What happens when Central's knowledge changes?
A scheduled renderer worker on FIN Central detects the change and re-renders the affected commodity / variety / vendor / region MD. That commit triggers the rung-2 sync, which pushes to every tenant within five minutes. Each tenant's mirror commit records the moment the new version arrived. If the change affects a tenant-overlay document, the tenant projector re-renders downstream — but historical proof packages and recall traces stay frozen against the Central version they were rendered with. Determinism preserved.
What if a tenant wants something Central doesn't have?
The tenant overlay can declare anything Central hasn't covered.
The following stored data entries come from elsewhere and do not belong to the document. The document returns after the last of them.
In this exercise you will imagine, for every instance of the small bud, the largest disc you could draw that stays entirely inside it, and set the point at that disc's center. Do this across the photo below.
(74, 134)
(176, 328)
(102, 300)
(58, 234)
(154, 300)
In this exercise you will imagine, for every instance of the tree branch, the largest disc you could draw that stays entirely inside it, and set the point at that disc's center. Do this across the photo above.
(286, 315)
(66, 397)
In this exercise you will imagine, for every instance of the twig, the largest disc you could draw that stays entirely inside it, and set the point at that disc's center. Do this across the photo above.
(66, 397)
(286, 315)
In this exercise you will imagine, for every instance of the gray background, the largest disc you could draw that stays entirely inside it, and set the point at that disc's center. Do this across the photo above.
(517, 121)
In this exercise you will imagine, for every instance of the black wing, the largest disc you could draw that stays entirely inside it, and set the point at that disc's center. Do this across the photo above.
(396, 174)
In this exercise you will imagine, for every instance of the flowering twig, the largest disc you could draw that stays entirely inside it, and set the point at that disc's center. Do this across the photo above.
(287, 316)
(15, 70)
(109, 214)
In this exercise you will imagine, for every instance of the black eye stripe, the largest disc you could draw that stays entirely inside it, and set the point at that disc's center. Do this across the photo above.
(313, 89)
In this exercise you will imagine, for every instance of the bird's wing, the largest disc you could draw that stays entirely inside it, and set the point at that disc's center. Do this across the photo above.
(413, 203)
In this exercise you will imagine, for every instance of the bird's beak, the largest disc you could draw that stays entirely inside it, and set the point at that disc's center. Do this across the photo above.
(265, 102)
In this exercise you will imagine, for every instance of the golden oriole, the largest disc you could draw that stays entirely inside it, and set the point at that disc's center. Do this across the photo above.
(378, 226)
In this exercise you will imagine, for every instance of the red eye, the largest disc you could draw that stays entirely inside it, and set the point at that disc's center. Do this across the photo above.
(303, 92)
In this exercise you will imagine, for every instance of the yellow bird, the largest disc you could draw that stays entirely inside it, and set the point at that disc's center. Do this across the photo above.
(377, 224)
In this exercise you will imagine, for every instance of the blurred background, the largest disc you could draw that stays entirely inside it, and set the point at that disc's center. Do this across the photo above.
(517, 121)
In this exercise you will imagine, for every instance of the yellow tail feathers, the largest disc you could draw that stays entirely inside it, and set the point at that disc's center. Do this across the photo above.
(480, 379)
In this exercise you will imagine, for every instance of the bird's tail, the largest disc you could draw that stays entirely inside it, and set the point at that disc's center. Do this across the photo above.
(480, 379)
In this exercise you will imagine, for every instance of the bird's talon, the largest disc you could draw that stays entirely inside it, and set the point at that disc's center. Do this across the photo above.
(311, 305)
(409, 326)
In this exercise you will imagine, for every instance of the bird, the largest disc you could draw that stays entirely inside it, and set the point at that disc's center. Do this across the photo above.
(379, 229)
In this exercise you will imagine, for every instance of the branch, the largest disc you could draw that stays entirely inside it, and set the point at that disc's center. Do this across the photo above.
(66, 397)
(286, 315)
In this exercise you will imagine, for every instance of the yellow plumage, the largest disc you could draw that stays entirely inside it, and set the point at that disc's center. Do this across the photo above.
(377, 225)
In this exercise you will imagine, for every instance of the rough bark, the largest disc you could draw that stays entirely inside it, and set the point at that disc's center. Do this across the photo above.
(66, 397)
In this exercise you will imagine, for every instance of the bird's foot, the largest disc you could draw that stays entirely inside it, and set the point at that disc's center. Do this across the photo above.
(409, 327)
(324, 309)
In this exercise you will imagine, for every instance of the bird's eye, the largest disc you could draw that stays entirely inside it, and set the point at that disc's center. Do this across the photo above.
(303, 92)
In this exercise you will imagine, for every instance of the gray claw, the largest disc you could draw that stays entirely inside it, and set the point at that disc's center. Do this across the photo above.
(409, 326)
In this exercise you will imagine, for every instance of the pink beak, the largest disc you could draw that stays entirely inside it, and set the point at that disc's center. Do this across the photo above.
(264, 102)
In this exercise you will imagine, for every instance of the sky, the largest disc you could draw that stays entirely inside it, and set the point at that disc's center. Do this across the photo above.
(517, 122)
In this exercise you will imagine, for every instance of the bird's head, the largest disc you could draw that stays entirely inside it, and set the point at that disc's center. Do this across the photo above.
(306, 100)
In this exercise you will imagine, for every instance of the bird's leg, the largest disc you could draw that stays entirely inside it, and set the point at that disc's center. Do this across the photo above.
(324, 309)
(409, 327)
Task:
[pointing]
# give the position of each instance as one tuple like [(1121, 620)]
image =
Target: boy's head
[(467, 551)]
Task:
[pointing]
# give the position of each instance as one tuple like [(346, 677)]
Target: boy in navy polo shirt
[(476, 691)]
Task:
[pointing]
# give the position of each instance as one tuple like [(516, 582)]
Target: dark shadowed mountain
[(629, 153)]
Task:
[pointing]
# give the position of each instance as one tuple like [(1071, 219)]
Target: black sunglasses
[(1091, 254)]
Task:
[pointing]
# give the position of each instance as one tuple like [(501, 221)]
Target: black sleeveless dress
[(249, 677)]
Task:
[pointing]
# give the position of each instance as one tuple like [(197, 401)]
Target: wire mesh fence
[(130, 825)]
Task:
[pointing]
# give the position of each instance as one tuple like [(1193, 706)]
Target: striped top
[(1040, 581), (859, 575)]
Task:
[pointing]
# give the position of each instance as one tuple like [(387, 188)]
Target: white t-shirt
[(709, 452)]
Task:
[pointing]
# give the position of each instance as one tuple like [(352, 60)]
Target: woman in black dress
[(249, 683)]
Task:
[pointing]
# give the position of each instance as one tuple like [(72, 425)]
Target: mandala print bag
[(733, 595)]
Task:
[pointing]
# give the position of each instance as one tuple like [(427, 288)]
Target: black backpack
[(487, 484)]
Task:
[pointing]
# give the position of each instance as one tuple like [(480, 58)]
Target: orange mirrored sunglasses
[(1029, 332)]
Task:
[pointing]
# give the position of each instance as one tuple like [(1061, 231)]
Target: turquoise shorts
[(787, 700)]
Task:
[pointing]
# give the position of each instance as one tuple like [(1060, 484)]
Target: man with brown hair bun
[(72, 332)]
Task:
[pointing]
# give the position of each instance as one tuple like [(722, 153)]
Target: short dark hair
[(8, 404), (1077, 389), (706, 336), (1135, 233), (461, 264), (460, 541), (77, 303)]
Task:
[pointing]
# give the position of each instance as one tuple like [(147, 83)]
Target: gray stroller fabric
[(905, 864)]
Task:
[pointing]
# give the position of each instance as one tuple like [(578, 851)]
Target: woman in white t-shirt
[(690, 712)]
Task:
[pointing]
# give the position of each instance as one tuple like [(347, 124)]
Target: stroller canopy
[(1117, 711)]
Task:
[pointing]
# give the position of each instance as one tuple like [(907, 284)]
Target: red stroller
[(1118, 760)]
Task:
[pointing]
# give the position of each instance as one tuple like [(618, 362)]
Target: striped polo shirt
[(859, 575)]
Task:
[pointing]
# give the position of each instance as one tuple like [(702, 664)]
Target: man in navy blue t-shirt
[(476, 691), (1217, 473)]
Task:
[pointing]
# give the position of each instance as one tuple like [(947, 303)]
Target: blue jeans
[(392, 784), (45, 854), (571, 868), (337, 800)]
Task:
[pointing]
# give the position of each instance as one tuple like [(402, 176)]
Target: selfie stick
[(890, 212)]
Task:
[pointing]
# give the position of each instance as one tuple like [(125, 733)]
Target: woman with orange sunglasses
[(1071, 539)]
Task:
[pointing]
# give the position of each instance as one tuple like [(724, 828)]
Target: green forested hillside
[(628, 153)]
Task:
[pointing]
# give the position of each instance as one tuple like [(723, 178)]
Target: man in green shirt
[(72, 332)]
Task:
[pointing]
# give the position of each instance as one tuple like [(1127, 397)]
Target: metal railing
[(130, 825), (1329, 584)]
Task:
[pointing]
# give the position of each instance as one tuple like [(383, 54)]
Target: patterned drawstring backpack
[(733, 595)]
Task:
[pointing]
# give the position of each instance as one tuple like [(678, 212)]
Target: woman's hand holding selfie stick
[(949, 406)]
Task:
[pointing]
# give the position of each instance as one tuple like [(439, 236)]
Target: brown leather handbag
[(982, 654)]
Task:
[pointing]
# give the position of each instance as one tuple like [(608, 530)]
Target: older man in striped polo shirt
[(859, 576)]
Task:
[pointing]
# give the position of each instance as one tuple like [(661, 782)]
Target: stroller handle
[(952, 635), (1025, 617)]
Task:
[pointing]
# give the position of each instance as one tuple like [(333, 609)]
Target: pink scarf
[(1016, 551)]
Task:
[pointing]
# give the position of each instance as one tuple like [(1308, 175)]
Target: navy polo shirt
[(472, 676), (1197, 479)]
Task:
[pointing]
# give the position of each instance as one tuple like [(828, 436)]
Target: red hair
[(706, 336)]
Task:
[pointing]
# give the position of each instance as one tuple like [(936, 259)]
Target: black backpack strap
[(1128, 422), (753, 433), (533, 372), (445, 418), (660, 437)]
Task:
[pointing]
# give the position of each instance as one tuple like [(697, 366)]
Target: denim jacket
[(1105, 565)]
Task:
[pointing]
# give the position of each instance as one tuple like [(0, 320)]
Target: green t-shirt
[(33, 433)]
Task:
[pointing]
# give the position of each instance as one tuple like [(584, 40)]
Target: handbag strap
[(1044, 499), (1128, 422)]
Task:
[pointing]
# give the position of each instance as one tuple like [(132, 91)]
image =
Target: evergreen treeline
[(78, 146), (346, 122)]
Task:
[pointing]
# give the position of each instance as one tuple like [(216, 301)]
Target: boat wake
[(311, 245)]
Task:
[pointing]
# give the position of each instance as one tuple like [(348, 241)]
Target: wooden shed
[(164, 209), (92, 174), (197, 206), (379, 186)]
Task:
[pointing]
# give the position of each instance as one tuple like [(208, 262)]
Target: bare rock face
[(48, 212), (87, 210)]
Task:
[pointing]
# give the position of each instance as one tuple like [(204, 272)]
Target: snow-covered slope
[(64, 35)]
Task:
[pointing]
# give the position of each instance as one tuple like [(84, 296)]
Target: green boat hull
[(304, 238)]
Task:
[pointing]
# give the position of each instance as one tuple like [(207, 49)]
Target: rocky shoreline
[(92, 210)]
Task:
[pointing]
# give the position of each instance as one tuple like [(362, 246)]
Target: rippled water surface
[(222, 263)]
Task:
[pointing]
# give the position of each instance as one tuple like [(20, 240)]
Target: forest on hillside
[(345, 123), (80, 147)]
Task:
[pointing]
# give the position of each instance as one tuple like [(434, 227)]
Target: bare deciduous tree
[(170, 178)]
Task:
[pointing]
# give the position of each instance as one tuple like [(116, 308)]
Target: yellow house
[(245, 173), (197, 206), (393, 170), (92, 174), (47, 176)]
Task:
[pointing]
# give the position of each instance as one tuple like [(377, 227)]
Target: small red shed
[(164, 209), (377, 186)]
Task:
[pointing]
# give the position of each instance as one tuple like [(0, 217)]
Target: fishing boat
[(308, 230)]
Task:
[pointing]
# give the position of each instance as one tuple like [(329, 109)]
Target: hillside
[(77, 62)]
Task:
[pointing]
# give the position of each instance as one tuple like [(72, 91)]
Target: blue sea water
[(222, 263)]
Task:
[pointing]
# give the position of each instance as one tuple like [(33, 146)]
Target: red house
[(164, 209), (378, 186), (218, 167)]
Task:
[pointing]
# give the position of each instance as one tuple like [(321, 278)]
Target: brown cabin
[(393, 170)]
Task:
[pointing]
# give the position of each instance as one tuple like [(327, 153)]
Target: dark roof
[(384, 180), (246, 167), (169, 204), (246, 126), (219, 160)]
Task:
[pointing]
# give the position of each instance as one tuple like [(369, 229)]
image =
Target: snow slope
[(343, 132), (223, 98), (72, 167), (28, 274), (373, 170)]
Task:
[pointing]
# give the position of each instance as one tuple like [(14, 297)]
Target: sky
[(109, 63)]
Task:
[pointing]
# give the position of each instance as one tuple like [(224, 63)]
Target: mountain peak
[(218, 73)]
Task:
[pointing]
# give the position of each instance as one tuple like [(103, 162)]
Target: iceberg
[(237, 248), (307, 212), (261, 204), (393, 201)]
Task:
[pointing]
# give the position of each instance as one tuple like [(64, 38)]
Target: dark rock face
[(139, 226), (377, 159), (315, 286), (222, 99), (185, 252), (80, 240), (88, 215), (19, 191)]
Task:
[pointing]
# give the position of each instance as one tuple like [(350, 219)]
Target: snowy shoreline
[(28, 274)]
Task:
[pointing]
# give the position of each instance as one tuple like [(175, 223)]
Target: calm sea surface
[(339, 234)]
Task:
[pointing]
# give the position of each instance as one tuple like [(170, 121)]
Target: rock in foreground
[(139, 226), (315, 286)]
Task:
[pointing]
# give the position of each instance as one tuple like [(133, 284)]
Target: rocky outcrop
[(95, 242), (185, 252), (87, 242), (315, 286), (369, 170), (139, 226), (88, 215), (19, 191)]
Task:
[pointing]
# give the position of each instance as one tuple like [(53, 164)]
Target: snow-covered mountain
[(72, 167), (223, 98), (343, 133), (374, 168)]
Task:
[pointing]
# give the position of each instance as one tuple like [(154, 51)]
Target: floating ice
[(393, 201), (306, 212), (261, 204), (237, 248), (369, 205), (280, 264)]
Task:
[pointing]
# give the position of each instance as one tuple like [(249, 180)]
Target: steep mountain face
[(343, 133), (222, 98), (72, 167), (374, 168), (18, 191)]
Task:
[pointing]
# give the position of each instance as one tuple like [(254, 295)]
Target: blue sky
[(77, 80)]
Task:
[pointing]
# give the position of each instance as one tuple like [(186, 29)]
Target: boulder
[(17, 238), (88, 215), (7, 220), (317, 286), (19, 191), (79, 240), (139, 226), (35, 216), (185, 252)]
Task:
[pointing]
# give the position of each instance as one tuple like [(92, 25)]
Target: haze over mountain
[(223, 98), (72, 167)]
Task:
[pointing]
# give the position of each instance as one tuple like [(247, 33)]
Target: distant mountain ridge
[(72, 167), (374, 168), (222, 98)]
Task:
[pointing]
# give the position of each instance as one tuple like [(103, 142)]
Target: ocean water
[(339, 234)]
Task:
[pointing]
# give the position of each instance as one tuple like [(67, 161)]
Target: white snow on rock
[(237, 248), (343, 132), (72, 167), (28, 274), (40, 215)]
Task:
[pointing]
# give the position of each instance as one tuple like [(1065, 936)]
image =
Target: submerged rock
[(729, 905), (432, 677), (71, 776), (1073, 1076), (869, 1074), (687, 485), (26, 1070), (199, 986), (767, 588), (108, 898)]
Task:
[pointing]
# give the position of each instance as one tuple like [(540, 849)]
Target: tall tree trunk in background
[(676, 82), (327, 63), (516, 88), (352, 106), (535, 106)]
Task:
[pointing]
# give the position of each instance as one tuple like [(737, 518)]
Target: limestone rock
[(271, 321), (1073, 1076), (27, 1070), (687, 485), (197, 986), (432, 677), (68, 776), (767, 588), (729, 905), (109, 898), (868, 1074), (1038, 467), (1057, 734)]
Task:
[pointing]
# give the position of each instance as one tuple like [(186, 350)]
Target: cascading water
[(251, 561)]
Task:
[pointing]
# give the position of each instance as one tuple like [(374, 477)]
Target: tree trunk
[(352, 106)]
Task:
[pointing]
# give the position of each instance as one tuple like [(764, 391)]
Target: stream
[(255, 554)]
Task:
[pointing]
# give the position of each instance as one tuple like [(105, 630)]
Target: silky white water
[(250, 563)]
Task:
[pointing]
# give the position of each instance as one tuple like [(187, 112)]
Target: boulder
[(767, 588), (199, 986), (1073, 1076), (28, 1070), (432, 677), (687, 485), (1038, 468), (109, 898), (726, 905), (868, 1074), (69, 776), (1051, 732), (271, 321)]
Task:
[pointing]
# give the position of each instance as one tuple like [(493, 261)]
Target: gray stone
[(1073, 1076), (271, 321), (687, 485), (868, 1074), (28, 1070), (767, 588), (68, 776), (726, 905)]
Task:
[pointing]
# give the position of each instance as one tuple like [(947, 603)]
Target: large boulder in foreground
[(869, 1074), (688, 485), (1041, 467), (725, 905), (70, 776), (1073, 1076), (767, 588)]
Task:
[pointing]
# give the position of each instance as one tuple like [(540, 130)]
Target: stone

If Central doesn't have a profile for a niche commodity (say, mountain laurel berries), the tenant's commodity reference still works — it just renders with a central_pending flag and the tenant overlay carries the full content until Central catches up. The system gracefully degrades; it never blocks.
Who owns the rights to the universal knowledge layer?
The universal layer is built from public-domain sources (USDA, FDA, FSMA), authoritative trade references that FIN holds licenses for, and aggregated anonymized signal from tenants. The aggregated portion is governed by an explicit anonymization policy and a contributor agreement. Tenants who contribute receive credit; tenant-private operational data never federates upward.